Interesting to read your comments on Liverpool. My university girlfriend was from Liverpool, and visits there during the holidays during the early 80's were an experience... I remember fantastic merchant or sea captain houses on Rodney Street that were just vandalised shells. Not one of the UK's greatest examples of town planning and local governance, especially in that period...

Good topic Neil.

Andrew
Liverpool had a serious problem. I remember early in my secondary schooling a book in our library discussing Liverpool as a very serious problem - at the then rate of slum clearance it would take 70 years - and presumably that didn't include the 1930s and onwards multi rise housing which we now consider to be slums - and many have been cleared. So the Corporation really got on with clearance and the population of the city fell by hundreds of thousands. I was interested because my mother was an Edwardian Liverpudlian. Aunt Mays greengrocers in Everton was quite an experience. As to Rodney street etc. yes a Sunday Times article had the area as one of the worst in the country. We looked at a flat in a huge house where the ceiling was so high we joked it had clouds - we walked straight out saying we couldn't afford to heat it.
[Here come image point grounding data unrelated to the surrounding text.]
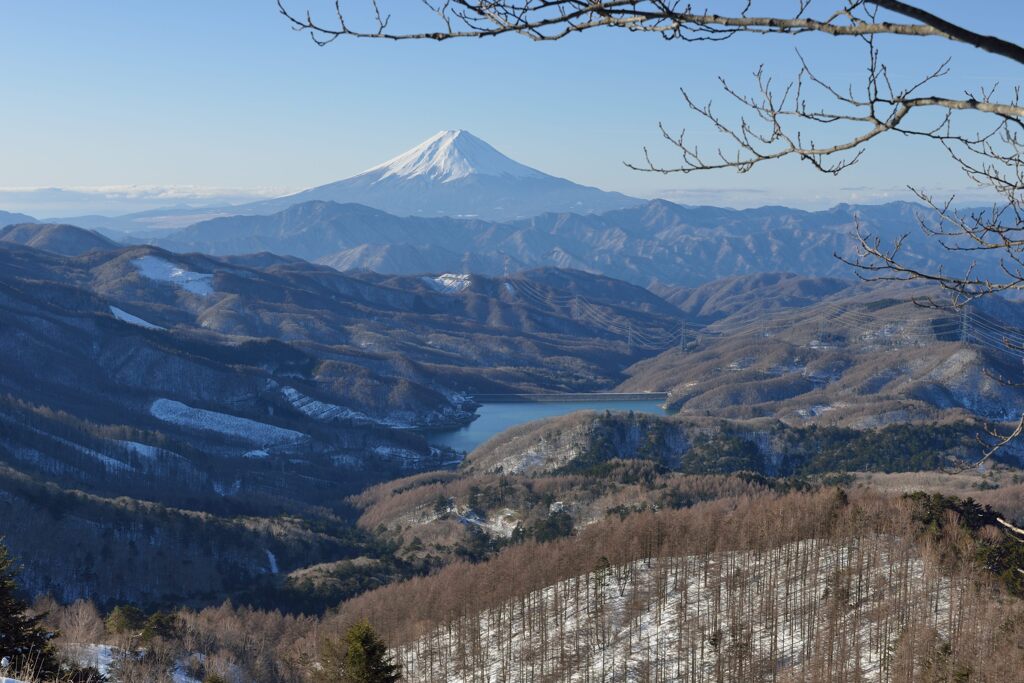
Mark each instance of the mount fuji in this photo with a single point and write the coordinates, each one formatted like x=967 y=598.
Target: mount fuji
x=455 y=173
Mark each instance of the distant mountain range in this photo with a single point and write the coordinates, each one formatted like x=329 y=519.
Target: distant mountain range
x=653 y=244
x=453 y=173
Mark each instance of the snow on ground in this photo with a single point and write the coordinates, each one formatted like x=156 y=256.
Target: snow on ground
x=501 y=523
x=653 y=620
x=154 y=267
x=91 y=654
x=112 y=464
x=125 y=316
x=196 y=418
x=317 y=410
x=449 y=283
x=231 y=489
x=143 y=450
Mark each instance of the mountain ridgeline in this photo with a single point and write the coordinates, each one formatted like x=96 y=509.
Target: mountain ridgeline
x=654 y=244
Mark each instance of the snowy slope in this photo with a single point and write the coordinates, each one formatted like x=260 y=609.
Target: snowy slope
x=449 y=156
x=154 y=267
x=125 y=316
x=455 y=173
x=688 y=617
x=197 y=418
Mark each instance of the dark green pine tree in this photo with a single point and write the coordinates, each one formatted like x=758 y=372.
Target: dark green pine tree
x=360 y=657
x=23 y=640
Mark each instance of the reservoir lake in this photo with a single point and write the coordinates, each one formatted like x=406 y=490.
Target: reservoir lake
x=496 y=418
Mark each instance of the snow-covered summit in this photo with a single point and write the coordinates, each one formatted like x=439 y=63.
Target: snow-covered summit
x=455 y=173
x=452 y=155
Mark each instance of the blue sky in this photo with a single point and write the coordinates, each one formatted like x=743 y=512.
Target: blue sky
x=224 y=98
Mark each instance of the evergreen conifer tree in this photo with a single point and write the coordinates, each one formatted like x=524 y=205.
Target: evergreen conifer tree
x=23 y=639
x=360 y=657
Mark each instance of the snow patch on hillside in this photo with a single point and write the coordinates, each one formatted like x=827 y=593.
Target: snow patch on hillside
x=449 y=283
x=318 y=410
x=196 y=418
x=630 y=621
x=143 y=450
x=125 y=316
x=154 y=267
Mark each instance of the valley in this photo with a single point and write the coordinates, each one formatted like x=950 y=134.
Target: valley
x=529 y=429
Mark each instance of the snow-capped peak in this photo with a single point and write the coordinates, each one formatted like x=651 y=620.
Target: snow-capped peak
x=452 y=155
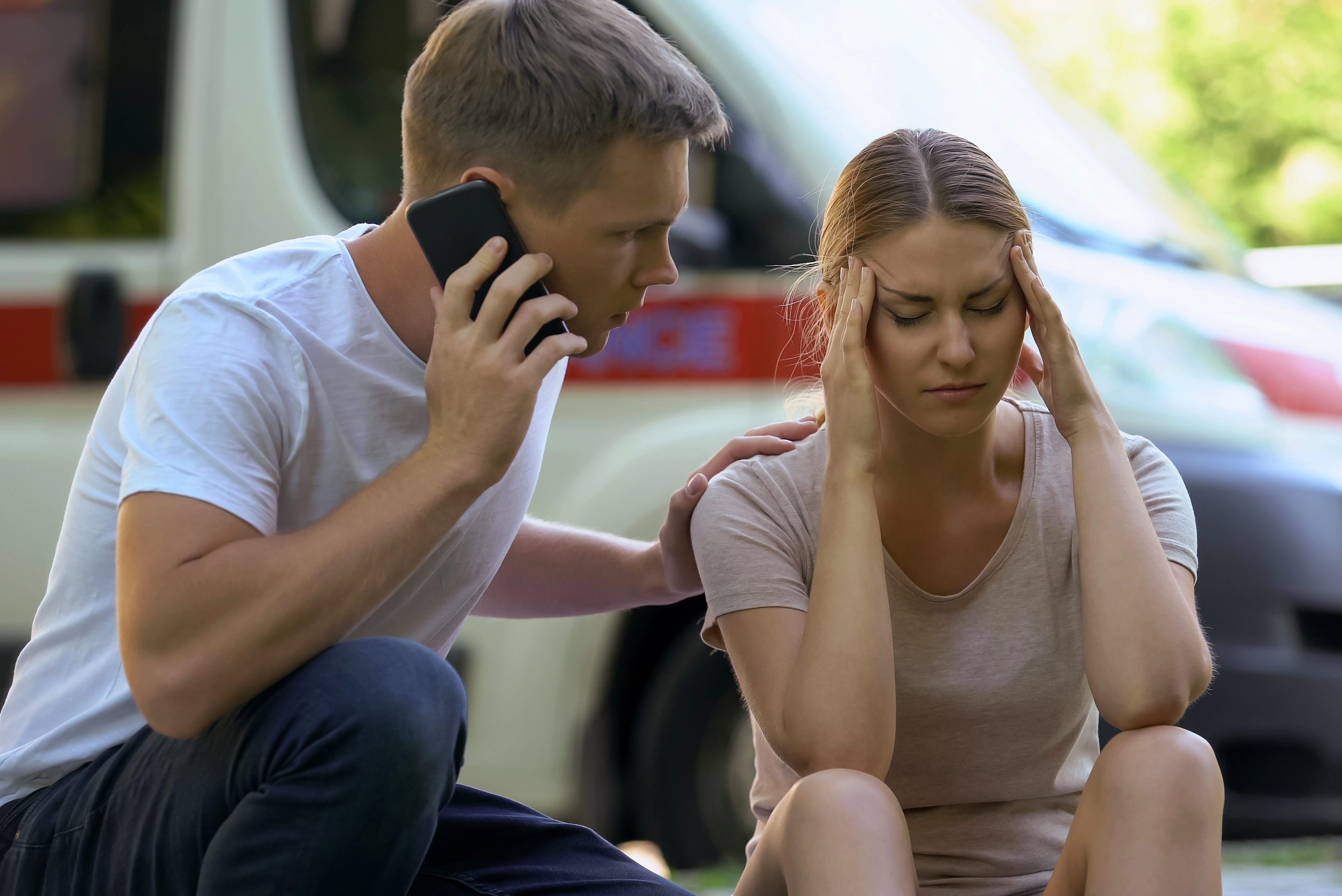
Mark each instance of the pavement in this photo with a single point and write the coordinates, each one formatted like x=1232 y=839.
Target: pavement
x=1309 y=867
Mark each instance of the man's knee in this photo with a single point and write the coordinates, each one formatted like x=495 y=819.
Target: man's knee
x=396 y=694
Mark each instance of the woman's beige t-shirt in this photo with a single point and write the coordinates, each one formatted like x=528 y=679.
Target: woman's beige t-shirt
x=996 y=723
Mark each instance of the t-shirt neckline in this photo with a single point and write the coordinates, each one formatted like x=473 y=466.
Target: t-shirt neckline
x=1018 y=521
x=370 y=306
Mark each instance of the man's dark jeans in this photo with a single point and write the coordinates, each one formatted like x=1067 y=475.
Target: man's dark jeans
x=341 y=779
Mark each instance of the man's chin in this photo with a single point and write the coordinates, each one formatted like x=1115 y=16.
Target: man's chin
x=595 y=344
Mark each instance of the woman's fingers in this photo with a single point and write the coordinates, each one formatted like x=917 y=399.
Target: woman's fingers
x=1033 y=364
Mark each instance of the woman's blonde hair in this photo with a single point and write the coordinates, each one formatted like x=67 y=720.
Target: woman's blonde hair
x=896 y=182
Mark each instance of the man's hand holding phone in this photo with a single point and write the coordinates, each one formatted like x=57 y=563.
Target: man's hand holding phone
x=480 y=381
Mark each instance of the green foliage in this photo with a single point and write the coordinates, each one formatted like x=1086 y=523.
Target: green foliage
x=1261 y=132
x=1240 y=100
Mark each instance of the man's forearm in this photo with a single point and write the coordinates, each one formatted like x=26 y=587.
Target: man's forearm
x=245 y=615
x=559 y=570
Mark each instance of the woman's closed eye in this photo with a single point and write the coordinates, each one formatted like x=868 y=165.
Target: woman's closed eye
x=912 y=320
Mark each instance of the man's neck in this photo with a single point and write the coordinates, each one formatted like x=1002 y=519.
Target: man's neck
x=398 y=278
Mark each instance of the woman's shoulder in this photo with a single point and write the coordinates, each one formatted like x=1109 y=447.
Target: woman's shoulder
x=792 y=479
x=1147 y=459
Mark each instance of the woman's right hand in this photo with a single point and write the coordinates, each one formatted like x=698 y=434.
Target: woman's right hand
x=850 y=395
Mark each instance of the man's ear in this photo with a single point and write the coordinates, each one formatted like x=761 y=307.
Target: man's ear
x=502 y=183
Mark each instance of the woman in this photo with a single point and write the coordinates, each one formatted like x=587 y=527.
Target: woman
x=983 y=570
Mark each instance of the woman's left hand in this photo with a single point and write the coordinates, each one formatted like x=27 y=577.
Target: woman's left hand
x=1057 y=369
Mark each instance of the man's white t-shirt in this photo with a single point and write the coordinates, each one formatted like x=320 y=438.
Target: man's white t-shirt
x=272 y=387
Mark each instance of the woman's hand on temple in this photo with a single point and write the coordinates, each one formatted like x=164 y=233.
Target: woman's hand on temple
x=1057 y=369
x=850 y=395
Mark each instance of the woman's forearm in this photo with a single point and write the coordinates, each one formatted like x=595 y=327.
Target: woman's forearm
x=839 y=707
x=1145 y=654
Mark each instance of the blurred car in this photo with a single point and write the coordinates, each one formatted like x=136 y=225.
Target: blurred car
x=227 y=127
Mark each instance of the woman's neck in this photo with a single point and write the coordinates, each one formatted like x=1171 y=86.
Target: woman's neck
x=917 y=465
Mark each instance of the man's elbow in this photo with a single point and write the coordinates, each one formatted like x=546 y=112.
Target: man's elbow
x=170 y=702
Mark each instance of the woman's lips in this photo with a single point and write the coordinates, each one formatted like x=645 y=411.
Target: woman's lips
x=956 y=394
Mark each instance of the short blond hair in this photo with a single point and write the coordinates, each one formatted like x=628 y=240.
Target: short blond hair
x=540 y=89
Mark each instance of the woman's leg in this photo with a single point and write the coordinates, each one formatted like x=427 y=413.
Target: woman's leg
x=835 y=832
x=1149 y=820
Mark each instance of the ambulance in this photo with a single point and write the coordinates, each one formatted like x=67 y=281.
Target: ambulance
x=145 y=140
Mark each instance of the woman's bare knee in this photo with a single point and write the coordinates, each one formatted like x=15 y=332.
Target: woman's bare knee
x=835 y=831
x=1164 y=765
x=843 y=799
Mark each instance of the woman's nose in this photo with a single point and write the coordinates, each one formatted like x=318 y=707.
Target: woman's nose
x=955 y=349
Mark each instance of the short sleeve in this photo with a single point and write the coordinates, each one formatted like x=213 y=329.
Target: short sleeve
x=748 y=549
x=214 y=407
x=1167 y=501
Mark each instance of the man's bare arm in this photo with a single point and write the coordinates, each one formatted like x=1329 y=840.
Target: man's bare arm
x=561 y=570
x=210 y=612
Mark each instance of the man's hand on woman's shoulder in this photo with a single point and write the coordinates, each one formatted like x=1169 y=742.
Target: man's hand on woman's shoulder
x=677 y=553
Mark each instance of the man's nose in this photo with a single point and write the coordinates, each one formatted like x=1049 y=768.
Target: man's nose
x=660 y=270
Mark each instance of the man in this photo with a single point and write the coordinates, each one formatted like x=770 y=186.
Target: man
x=312 y=466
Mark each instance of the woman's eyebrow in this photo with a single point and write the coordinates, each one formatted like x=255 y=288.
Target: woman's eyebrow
x=914 y=297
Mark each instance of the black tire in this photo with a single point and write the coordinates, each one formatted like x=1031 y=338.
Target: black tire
x=692 y=758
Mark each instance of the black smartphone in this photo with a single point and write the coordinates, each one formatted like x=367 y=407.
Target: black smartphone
x=453 y=226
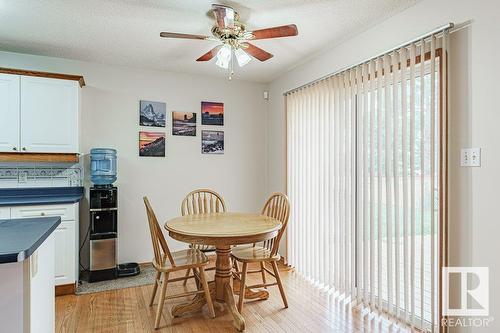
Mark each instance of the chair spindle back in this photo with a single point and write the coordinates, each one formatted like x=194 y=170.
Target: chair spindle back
x=278 y=207
x=202 y=201
x=160 y=247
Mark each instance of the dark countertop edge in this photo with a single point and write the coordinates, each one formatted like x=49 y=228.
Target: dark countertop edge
x=34 y=200
x=40 y=195
x=24 y=254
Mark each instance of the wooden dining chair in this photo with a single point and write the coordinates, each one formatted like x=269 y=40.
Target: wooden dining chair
x=202 y=201
x=278 y=207
x=166 y=262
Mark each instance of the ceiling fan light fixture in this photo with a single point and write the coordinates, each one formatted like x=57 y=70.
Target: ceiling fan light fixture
x=224 y=56
x=242 y=57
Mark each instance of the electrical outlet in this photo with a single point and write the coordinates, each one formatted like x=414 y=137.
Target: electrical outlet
x=23 y=177
x=470 y=157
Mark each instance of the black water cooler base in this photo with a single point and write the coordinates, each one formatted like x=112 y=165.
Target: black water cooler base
x=128 y=269
x=102 y=275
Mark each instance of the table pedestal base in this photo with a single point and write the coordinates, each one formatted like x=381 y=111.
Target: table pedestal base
x=221 y=291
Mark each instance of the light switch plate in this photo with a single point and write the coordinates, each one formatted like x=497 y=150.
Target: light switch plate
x=470 y=157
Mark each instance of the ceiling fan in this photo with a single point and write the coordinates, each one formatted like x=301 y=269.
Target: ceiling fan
x=235 y=39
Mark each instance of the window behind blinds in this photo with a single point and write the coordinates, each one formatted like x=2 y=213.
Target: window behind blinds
x=366 y=159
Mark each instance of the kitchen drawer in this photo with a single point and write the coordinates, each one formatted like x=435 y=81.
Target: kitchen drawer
x=67 y=212
x=4 y=213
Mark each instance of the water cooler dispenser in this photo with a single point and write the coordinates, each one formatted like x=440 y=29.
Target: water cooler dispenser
x=103 y=198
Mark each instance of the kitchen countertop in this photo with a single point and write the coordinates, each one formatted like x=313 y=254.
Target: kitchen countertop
x=39 y=195
x=19 y=238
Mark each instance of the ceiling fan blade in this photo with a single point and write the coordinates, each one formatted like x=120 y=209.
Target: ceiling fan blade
x=185 y=36
x=281 y=31
x=210 y=54
x=224 y=16
x=257 y=52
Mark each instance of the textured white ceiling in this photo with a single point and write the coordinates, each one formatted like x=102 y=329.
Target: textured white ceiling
x=126 y=32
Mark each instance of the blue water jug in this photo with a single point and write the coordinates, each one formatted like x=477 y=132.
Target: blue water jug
x=103 y=166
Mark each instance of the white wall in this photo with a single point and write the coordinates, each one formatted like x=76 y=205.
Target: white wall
x=474 y=114
x=110 y=119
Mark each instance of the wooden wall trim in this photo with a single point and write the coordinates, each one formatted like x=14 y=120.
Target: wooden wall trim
x=72 y=77
x=39 y=157
x=65 y=289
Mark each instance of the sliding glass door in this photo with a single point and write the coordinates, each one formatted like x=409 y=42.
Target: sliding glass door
x=366 y=178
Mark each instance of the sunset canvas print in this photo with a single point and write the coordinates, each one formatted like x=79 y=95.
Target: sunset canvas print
x=212 y=142
x=184 y=123
x=152 y=144
x=212 y=113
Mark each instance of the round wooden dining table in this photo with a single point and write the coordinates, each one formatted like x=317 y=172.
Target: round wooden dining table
x=222 y=230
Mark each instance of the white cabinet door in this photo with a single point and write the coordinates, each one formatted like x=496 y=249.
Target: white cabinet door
x=4 y=213
x=67 y=212
x=9 y=112
x=65 y=253
x=49 y=115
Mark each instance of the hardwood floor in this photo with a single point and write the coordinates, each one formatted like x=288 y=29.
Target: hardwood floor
x=127 y=310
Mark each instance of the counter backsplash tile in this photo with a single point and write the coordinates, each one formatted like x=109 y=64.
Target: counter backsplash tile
x=40 y=175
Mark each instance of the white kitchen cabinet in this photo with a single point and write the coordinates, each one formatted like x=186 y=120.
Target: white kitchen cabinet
x=9 y=112
x=66 y=237
x=49 y=115
x=4 y=213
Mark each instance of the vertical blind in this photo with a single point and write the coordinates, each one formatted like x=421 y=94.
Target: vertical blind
x=366 y=176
The area I live in in York is beautiful, with large town houses (not on the Liverpool scale) around a green square; now they are valuable but it had been the red light, hippy multi occupancy district where children played with no shoes (a comment 20 years ago from the elderly taxi driver who drove us there when we were looking for the house we now occupy). It is yards from one of the steam age loco sheds and when anyone does major work in a house a 100 years of soot falls on them. It would have been filthy. Now we even have official control of the colour house fronts are painted! This country changes a lot!

Paul
 

cmax

Western Thunderer
Hi Neil,

Yes and hopefully a book to follow, Leeds has changed a hell of a lot over the last 20 years, never mind the previous 30, sometimes not for the better, but life moves on.